LSL Streaming
Stream Muse data using Lab Streaming Layer (LSL) for research and BCI applications.
What is LSL?
Lab Streaming Layer (LSL) is a system for unified collection of time series data in research experiments. It's the standard for:
- Neuroscience research
- Brain-Computer Interface (BCI) development
- Physiological data collection
- Multi-modal data synchronization
LSL provides automatic time synchronization across multiple data streams and devices.
Enabling LSL Streaming
- Open Settings → Output
- Find the LSL Streaming section
- Toggle Enable LSL
- Configure the stream name prefix (default:
PetalMetrics)
Your LSL configuration is automatically saved and will be restored the next time you launch the app.
LSL Stream Names
Petal Metrics creates the following LSL outlets:
| Stream Name | Type | Channels | Sample Rate |
|---|---|---|---|
PetalMetrics_EEG | EEG | 4 (TP9, AF7, AF8, TP10) | 256 Hz |
PetalMetrics_Accel | Accelerometer | 3 (X, Y, Z) | 52 Hz |
PetalMetrics_Gyro | Gyroscope | 3 (X, Y, Z) | 52 Hz |
PetalMetrics_PPG | PPG | 3 (Ambient, IR, Red) | 64 Hz |
Stream names use your configured prefix.

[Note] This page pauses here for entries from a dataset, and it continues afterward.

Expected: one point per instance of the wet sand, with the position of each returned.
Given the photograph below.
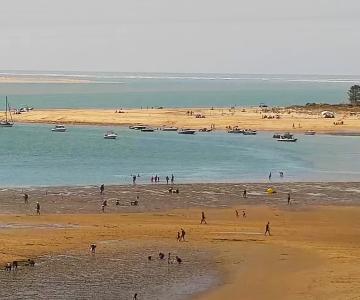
(312, 254)
(301, 118)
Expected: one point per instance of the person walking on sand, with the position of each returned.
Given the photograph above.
(267, 228)
(203, 219)
(38, 208)
(92, 248)
(26, 198)
(102, 188)
(182, 237)
(169, 258)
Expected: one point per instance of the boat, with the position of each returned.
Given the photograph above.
(58, 128)
(137, 127)
(110, 135)
(249, 132)
(147, 129)
(236, 130)
(310, 132)
(287, 137)
(7, 122)
(170, 129)
(205, 129)
(186, 131)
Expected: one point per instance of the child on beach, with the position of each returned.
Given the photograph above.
(267, 228)
(203, 219)
(182, 237)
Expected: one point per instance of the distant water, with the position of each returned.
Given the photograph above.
(129, 90)
(32, 155)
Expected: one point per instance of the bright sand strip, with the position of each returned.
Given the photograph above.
(221, 118)
(313, 253)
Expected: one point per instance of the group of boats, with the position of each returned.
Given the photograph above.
(242, 131)
(145, 128)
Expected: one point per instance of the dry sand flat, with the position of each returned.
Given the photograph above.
(313, 253)
(244, 118)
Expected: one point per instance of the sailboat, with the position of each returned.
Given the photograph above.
(7, 122)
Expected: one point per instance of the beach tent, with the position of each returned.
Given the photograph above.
(327, 114)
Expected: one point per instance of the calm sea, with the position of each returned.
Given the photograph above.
(32, 155)
(129, 90)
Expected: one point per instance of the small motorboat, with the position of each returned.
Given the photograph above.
(137, 127)
(287, 137)
(186, 131)
(205, 130)
(110, 135)
(58, 128)
(236, 130)
(147, 129)
(170, 129)
(249, 132)
(310, 132)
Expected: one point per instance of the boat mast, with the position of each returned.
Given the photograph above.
(5, 108)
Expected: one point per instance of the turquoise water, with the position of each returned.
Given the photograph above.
(115, 90)
(32, 155)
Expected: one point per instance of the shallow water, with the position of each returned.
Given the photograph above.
(115, 90)
(116, 271)
(32, 155)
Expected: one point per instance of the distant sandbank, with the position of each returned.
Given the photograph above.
(263, 119)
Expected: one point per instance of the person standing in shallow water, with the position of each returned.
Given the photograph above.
(267, 228)
(26, 198)
(203, 219)
(102, 188)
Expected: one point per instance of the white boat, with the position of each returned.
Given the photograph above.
(137, 127)
(170, 129)
(110, 135)
(287, 137)
(310, 132)
(7, 122)
(147, 129)
(58, 128)
(186, 131)
(249, 132)
(236, 130)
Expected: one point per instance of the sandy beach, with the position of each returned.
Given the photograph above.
(312, 253)
(297, 119)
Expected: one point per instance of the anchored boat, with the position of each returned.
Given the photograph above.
(287, 137)
(7, 122)
(58, 128)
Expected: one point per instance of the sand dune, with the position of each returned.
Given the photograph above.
(297, 120)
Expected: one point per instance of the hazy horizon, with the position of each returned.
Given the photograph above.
(164, 36)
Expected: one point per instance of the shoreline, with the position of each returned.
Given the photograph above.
(281, 119)
(316, 237)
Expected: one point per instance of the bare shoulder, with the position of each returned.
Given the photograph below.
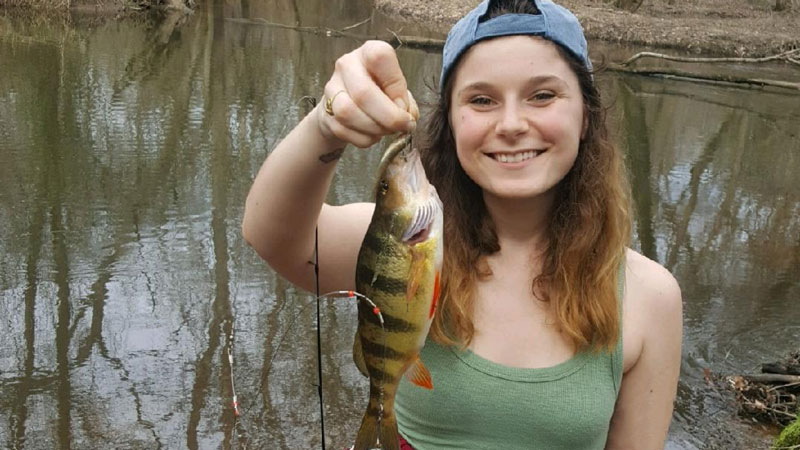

The defaults above assume the prefix PetalMetrics.
Example: Receiving in Python
from pylsl import StreamInlet, resolve_stream
# Find EEG stream
print("Looking for Muse EEG stream...")
streams = resolve_stream('name', 'PetalMetrics_EEG')
inlet = StreamInlet(streams[0])
print("Receiving EEG data...")
while True:
sample, timestamp = inlet.pull_sample()
tp9, af7, af8, tp10 = sample
print(f"[{timestamp:.3f}] TP9={tp9:.2f}, AF7={af7:.2f}, AF8={af8:.2f}, TP10={tp10:.2f}")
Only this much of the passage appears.